Text by Dr. Joyti P. Das

"We admire elephants in part because they demonstrate what we consider the finest human traits:

empathy, self-awareness, and social intelligence. But the way we treat them puts on display the very worst of human behavior." -Graydon Carter

Photo: Udayan Borthakur

The majestic Asian elephant, Elephas maximus, a keystone species is under considerable threat, almost everywhere. Currently the future of Asian elephant is bleak owing to human induced factors. The significance of the Asian elephant and the importance of its conservation was recognized by the Government of India in 1990 and few areas were declared as Elephant Reserves across the country. The concept of an 'Elephant Reserve’ differs in various ways from the much highlighted Tiger Reserve concept. Emphasis was given to managing these Reserves by maintaining the existing elephant corridors and allowing the animals free movement across large areas.

Large areas of intact contiguous forest are essential for elephants to move freely. Seasonal movement of elephant herds for food and space is a critical feature in their lifespan. Unfortunately, these areas are no longer available because of ever increasing human population. Connecting green way or corridors between traditional elephant habitats is the key in such circumstances. Properly maintained green ways will certainly facilitate free movement of herds and minimise their crop raiding tendency in the bordering human settlements. The concept of 'corridor viability' is a complex issue and depends the distance separating two small population. If the distance is less than 5 kilometers then the corridor need to be very broad. Just a 1 km wide corridor would be adequate for the elephants' movement.

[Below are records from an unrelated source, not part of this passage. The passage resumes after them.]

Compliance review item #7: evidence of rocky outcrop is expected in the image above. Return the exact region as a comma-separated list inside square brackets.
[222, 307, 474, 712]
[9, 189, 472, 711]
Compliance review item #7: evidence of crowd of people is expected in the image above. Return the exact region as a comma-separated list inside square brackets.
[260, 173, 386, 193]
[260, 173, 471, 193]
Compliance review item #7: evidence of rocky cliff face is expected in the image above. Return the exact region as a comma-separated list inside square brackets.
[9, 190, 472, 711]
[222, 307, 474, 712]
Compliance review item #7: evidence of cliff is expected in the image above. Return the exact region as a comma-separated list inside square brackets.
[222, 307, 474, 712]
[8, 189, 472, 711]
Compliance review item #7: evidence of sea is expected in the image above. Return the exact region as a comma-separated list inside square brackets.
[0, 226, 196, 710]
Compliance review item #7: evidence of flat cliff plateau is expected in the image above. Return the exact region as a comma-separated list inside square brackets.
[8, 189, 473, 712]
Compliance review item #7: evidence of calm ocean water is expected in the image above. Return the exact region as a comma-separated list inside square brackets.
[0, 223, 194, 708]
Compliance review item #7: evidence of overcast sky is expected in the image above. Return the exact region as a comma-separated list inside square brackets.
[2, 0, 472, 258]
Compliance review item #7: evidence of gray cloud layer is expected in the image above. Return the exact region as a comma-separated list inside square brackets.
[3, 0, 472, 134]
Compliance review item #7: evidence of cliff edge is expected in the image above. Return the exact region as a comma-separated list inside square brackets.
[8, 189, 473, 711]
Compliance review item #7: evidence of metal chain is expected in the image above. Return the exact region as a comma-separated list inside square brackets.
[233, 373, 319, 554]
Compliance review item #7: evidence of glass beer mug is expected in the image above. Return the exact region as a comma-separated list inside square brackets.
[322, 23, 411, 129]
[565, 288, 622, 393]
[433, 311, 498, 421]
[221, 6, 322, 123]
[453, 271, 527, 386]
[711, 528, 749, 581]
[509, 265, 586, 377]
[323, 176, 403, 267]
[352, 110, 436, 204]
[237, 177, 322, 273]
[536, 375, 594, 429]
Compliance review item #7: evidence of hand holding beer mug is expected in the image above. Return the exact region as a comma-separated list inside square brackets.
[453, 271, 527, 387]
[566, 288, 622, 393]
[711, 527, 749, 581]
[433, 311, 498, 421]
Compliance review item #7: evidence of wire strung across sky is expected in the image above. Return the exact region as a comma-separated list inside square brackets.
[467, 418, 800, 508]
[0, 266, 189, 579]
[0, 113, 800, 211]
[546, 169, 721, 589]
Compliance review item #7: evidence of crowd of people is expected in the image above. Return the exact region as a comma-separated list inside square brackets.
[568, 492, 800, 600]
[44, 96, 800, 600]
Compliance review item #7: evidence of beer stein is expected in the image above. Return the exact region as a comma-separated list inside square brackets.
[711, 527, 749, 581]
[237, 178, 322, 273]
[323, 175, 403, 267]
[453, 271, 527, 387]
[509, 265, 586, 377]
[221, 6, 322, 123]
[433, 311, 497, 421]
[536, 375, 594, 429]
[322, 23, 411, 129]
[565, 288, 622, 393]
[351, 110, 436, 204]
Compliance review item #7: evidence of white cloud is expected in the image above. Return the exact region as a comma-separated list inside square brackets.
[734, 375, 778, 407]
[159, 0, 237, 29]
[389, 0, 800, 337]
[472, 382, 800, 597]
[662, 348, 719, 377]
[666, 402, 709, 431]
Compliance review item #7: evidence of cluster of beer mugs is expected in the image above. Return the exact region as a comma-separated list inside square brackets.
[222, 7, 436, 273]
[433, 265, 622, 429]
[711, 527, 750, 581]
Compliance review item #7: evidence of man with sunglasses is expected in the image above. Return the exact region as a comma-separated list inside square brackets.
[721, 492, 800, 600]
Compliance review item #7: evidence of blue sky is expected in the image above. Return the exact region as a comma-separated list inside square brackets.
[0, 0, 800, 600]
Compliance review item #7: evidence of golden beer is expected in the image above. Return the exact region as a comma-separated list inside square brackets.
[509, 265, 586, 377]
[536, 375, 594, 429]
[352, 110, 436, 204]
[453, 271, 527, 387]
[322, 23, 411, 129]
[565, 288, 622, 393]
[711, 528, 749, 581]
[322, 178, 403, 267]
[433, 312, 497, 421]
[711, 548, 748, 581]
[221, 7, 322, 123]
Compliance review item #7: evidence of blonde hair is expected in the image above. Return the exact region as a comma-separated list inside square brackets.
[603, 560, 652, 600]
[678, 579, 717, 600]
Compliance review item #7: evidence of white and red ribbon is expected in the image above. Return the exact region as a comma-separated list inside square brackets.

On the other hand if the distance is noticeably more, the width of corridor has to be about 4 kilometers. A green way may not be a very good habitat; it may be a monoculture plantation or even a degrade forest. The areas supporting elephant population should be large enough so that population viability is maintained and this will depend on the carrying capacity of the habitat. If one elephant needs an area of 5 km and a viable populationis 1000 elephants for long term survival, a total contiguous area of 5000 km should be reserved for them.

Photo: Udayan Borthakur

The immediate target is to prevent extinction over a relatively short period of time, say the next one or two centuries. Small populations are always vulnerable. For every species, there is a critical size below which there is very little chance of a comeback. Proper management and other measures may increase the number, but the lost genetic diversity will never return. Such a population may crash at any time. So our goal is to maintain the number way above the critical size so that their sustainability is maintained. Again, it is impossible to be completely sure that a population, whatever the size, will survive. That is why, we must say in probabilistic term; the minimum viable population is that which has a 95% or 99% chance of survival for a minimum of hundred years. For getting the exact viable population number, one should consider the demography and the genetic structure of the population, catastrophic fluctuations as well. This can be done theoretically using computer simulations. A population of over hundred individual animals, is more or less safe from extinction for the next hundred years due to chance fluctuations in births and deaths. But then what happens to those populations with less than a hundred? Should we pay no attention and write them off completely? Of course there is no easy way of solving these problems. If large enough habitat is available for a small elephant population, one way is to manipulate the habitat so as to increase their carrying capacity. These may include maintaining the forest and providing waterholes during dry seasons etc. And if the habitat is not sufficient then translocating few elephants to more secured habitats, is the only choice. In our country, however wholesale translocation is beyond imagination. Exchanging individuals among populations in order to maintain genetic variability is of course likely. Theoretically, the migration and breeding of even one individual per generation is ample of genetic variation in case of a small population. However for exchanging individuals among populations, it is necessary to understand the genetic profile of populations. Such information is not yet available. Research on elephant genetics is therefore of vital importance at present.

Ivory poaching is a serious threat in southern India and some other parts of the country. Besides proper patrolling in the forest, a good intelligence network system should work hand in hand to halt the trade. Currently, human-elephant conflict is a mega issue in our country. Unfortunately, this is making people antagonistic towards elephant conservation. Time has come to define new tactics to drive away crop raiders, apart from our existing traditional methods. The preferable approach should be to change the land use pattern, for example, not planting elephant's food crops in the fringe of elephant habitats. Experimentation with elephant repellent crops should also be encouraged. Only when these issues are addressed the co-existence of human with elephants can be anticipated.

About the Author:

Dr. Jyoti P. Das

The author is a senior biologist at Aaranyak, working on ecology of elephants in Northeast India. He has completed his PhD on Asian Elephants in Manas Landscape.